My thoughts: Before I get into this review, I need to provide some context about my current relationship with horror films. I used to love discovering something scary as a kid and that extended to high school when I saw The Ring in theaters and it terrified me. And then at some point, my ability to be scared just sort of faded away, although I kind of missed the adrenaline. The last couple of years have brought some stellar horror films, including Hereditary, which I saw several months ago and I STILL have nightmares about sometimes. I won’t go too deep into the movie right now, except to say that elements of this movie are really similar to that one and thus explains why Black Sunday frightened me more than it would have had I watched it a couple of years ago.

Black Sunday isn’t scary enough to give me nightmares but it definitely gave me a sense of dread throughout the movie and I did make sure all my doors were locked before falling asleep. For one thing, it’s gory but not in a blood and guts kind of way. The first scene shows Asa the witch as she is about to be executed. The executioner brings a creepy mask of satan and then hammers it on to her face. And then they burn her alive just to be safe. When she is found a few hundred years later a man takes the mask off of her corpse. I was surprised by how realistic the skeleton was.The absolute creepiest scene for me was seeing Asa come back to life. The man who removed her mask also accidentally dripped blood on her dead body and it started the process of her returning to life. Seeing her growing her eyes back and having them return to their sockets was so, so disturbing. I really am surprised a movie made so long ago would have these sorts of details.

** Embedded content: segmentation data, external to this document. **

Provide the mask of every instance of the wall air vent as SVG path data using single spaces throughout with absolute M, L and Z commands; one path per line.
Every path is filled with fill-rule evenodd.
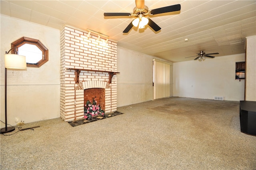
M 224 100 L 224 97 L 214 96 L 214 100 Z

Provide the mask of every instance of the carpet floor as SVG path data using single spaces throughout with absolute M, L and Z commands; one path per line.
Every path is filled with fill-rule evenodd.
M 239 102 L 172 97 L 117 111 L 75 127 L 58 118 L 1 134 L 0 169 L 256 170 L 256 136 L 240 132 Z

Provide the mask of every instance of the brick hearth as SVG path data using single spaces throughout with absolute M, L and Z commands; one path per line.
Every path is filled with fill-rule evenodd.
M 116 76 L 110 83 L 109 72 L 117 72 L 117 42 L 109 40 L 105 44 L 93 33 L 88 38 L 88 33 L 66 25 L 61 30 L 60 117 L 65 121 L 83 117 L 88 88 L 105 89 L 105 112 L 116 110 Z M 72 69 L 81 69 L 78 83 Z

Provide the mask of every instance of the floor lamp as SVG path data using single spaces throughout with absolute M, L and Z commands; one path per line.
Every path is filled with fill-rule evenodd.
M 5 52 L 4 55 L 4 64 L 5 67 L 5 81 L 4 84 L 4 94 L 5 101 L 5 128 L 1 129 L 1 134 L 4 134 L 13 131 L 15 128 L 13 126 L 7 127 L 7 68 L 15 69 L 25 69 L 27 68 L 26 57 L 18 55 L 17 47 L 11 48 L 8 52 Z M 14 50 L 14 54 L 8 54 L 12 50 Z

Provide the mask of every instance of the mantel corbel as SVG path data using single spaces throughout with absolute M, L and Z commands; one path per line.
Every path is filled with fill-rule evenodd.
M 80 72 L 81 72 L 81 70 L 108 73 L 109 84 L 111 83 L 112 82 L 112 78 L 113 78 L 113 76 L 114 75 L 116 75 L 117 73 L 120 73 L 119 72 L 109 72 L 108 71 L 95 70 L 93 70 L 80 69 L 78 68 L 67 68 L 66 69 L 75 70 L 75 81 L 76 82 L 76 83 L 79 83 L 79 74 L 80 74 Z

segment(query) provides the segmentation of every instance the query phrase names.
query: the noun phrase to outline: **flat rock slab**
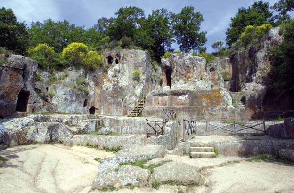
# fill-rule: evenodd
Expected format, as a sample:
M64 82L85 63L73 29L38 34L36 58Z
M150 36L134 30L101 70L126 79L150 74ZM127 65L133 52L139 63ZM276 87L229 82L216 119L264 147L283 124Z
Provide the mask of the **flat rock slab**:
M120 166L120 163L161 158L166 152L166 149L161 145L137 146L120 150L114 157L100 164L92 188L101 189L109 186L122 188L127 185L148 186L150 171L133 166Z
M95 187L123 188L129 185L149 187L148 179L150 174L148 169L132 165L121 166L114 170L108 169L97 175Z
M175 162L166 163L154 169L151 180L160 183L172 182L183 185L203 184L199 169Z

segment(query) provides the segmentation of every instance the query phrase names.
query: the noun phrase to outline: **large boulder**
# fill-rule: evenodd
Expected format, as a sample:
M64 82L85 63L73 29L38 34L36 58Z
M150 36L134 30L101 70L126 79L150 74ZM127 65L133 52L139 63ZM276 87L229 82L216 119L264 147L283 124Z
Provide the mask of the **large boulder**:
M127 185L148 186L147 180L149 178L149 171L132 166L123 167L120 163L161 158L165 153L166 149L161 145L135 146L119 151L114 157L104 160L100 164L92 189L102 189L108 186L123 187Z
M191 53L173 54L161 59L163 86L172 89L210 90L206 60Z
M0 142L12 146L61 141L69 144L74 132L62 123L62 120L40 115L12 119L3 123L6 132Z
M203 177L199 169L175 162L168 162L154 169L151 180L164 183L172 182L182 185L199 185Z

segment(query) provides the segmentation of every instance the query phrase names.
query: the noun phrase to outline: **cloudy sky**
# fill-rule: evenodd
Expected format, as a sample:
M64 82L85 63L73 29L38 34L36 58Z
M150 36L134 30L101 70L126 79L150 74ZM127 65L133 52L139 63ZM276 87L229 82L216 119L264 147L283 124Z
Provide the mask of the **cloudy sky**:
M122 7L135 6L143 9L147 15L153 10L165 8L178 13L185 6L192 6L203 15L204 21L201 27L206 31L208 52L211 52L212 43L218 40L225 40L225 31L230 18L238 8L247 7L257 0L0 0L0 6L11 8L19 21L25 21L29 24L32 21L66 19L72 24L92 26L97 19L114 16ZM270 5L278 0L264 0ZM177 48L176 44L172 47Z

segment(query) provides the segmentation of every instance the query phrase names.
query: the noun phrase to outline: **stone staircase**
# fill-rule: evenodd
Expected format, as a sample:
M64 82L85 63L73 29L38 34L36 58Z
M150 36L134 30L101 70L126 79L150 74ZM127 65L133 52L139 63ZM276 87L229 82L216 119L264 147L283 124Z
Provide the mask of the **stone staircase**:
M216 157L213 147L195 147L191 146L190 144L190 158L212 158Z
M232 102L233 105L236 108L245 107L245 105L242 102L242 97L243 97L243 93L242 92L230 92L231 97L232 97Z
M142 99L136 105L134 109L128 114L128 117L138 117L141 115L142 110L145 106L146 96L143 96Z

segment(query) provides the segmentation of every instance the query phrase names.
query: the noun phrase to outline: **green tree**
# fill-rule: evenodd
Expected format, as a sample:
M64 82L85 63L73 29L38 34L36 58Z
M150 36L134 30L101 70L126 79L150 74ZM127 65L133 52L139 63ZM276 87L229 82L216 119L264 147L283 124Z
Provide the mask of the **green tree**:
M28 33L24 23L17 22L11 9L0 9L0 46L24 55Z
M238 9L236 16L231 18L230 28L226 32L227 45L231 47L240 37L248 25L261 25L272 22L272 12L270 10L268 2L255 2L247 9L242 7Z
M70 24L69 21L54 22L51 19L32 22L28 30L30 35L30 44L32 47L45 43L53 47L56 52L61 52L72 42L85 42L86 30L83 27Z
M117 17L108 26L106 34L112 39L119 40L125 36L133 40L137 29L144 20L143 10L136 7L122 7L115 15Z
M153 42L150 41L150 48L155 58L160 61L173 41L170 14L166 9L153 11L146 20L143 30L153 40Z
M214 42L211 45L211 47L217 52L219 52L221 50L221 47L223 45L223 42L222 40L218 40Z
M294 1L293 0L281 0L271 7L279 14L273 16L276 21L275 25L287 22L290 19L288 13L294 11Z
M68 60L72 64L79 66L82 64L89 51L88 47L84 44L73 42L62 51L62 57Z
M200 12L194 12L193 7L186 6L180 13L172 16L175 38L182 50L188 52L204 45L207 40L206 32L199 32L200 25L203 21Z

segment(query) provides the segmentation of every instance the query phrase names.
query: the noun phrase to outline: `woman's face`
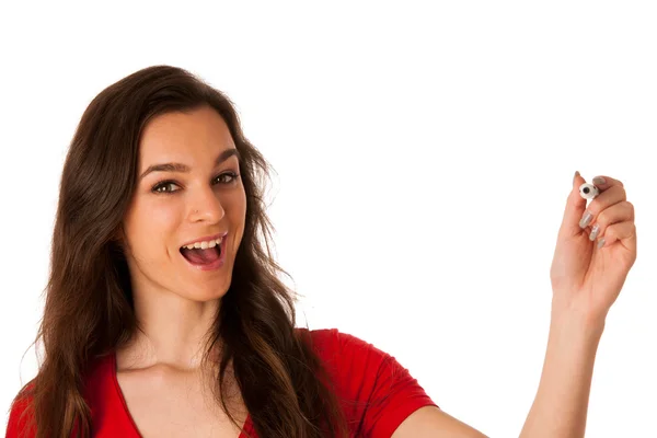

One thing that confused me the entire time was whether Asa was also a vampire and also her boyfriend/servant/ whatever. Several victims had distinct bite marks on their necks and it is referenced that the only way to stay safe is to have a cross nearby. Asa was definitely a witch but also worshipped satan, which makes sense. But the vampire angle just threw me off completely. This movie goes over and above to be as creepy as possible. Pretty much everything happens in the dead of night or during a storm and each setting is dark and foreboding. Adding in vampires just seems like overkill at this point.

Final review: 4/5. I was pleasantly surprised!